Binaların iyi olmasının, laboratuvarların çok iyi olmasının önemli olduğunu, ancak öğretmenler yeterli vasıfta olmazsa, sonuç alınamayacağını vurgulayan Cumhurbaşkanı Gül, ”Öyle öğretmenler var ki, sınıfındaki öğrencilerinin hayatını, yönünü, ufkunu değiştirebilir, ama bazen de çocuklar sınıfta yıllarını geçirirler hiçbir farklılık oluşmaz, önemli olan farklılık yaratabilmek ve çocukları gerçekten şekillendirebilmek. Sizler, aileden sonra çocukların adım attığı ikinci mekân okullar, sizler, anne ve babadan sonra çocuğa en çok hakkı geçen kişilersiniz. Nasıl bir demirci, demiri örsü ile döverek istediği şekli veriyorsa, siz de çocuklara şekil veriyorsunuz. Bu sadece onların bilgilerini artırmak değil, karakterlerini, kişiliklerin oluşturmak, ufuklarını oluşturmak. Onlar, ahlakları ile ilgili aileden sonra en çok şeyi sizden görüyorlar. Onun için sizler eğitimin temelisiniz ve eğitim denince de bütün önceliğimizin öğretmenler olması gerekir” dedi.
Cumhurbaşkanı Gül konuşmasında, “Türkiye’de hangi derecede mesafe alırız, ne zaman iyi durumda oluruz; bu da otomatik olarak eğitimin kalitesine yansıyacaktır. Şüphesiz ki sizlere düşen çok önemli görevler vardır. Okullarınızda çocuklara nasıl eğitimin sürekli olduğunu öğretiyorsanız. Bu, sizler için de geçerlidir. Sizler de kendinizi yıllar içinde ne kadar yeni duruma uyumlu hale getirir ve yeni çıkan bilgileri önce siz öğrenirseniz, bunları öğrencilerinize aktarma imkânınız olur” dedi.

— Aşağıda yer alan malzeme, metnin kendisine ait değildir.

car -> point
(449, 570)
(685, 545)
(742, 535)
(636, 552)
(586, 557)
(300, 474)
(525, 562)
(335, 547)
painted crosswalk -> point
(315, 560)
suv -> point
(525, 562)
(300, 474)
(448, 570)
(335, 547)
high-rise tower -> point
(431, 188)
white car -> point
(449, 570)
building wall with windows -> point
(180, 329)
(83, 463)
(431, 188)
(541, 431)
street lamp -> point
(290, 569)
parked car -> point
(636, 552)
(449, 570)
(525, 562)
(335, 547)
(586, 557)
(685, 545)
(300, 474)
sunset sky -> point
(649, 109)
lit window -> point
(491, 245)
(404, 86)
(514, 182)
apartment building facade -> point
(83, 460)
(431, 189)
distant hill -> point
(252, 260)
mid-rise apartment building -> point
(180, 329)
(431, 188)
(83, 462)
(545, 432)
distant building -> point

MİLLÎ EĞİTİM BAKANLIĞININ SORUMLULUĞU
Milli Eğitim Bakanlığı’nın öğretmenlerle ilgili birçok programı takip edip, birçok danışmanlık şirketinden değerli, çok önemli tavsiyeler aldığını söyleyen Cumhurbaşkanı Gül, bunların hepsinin uygulanacağını dile getirerek, “Bunlar bir gecede, bir günde olmamaktadır. Eğitim uzun vadeli bir iştir. Türkiye nüfusunun neredeyse dörtte biri sizlerin elindedir. Nüfusu bu kadar büyük olan bir ülkenin ayrıca genç nüfusu da büyüktür. Öğrencilerimizin sayısı Avrupa’daki birçok ülkenin toplam nüfusundan çok daha büyüktür. Dolayısıyla bu kolay bir iş de değildir. Milli Eğitim Bakanlığı’nın sırtındaki yükün hepimiz farkında olmamız gerekir. Ama inanıyorum ki bakanlık elinden gelen her türlü çabayı göstererek, bu sorunların aşılmasını temin edecektir” dedi.
Cumhurbaşkanı Gül, öğretmenlere, fedakârlıkları, çocukları cefakârca yetiştirme gayreti içinde bulunmaları ve onlara emanet edilen çocuklara itina ile davranıp geleceğe en iyi şekilde hazırladıkları için şükran ve tebriklerini sundu.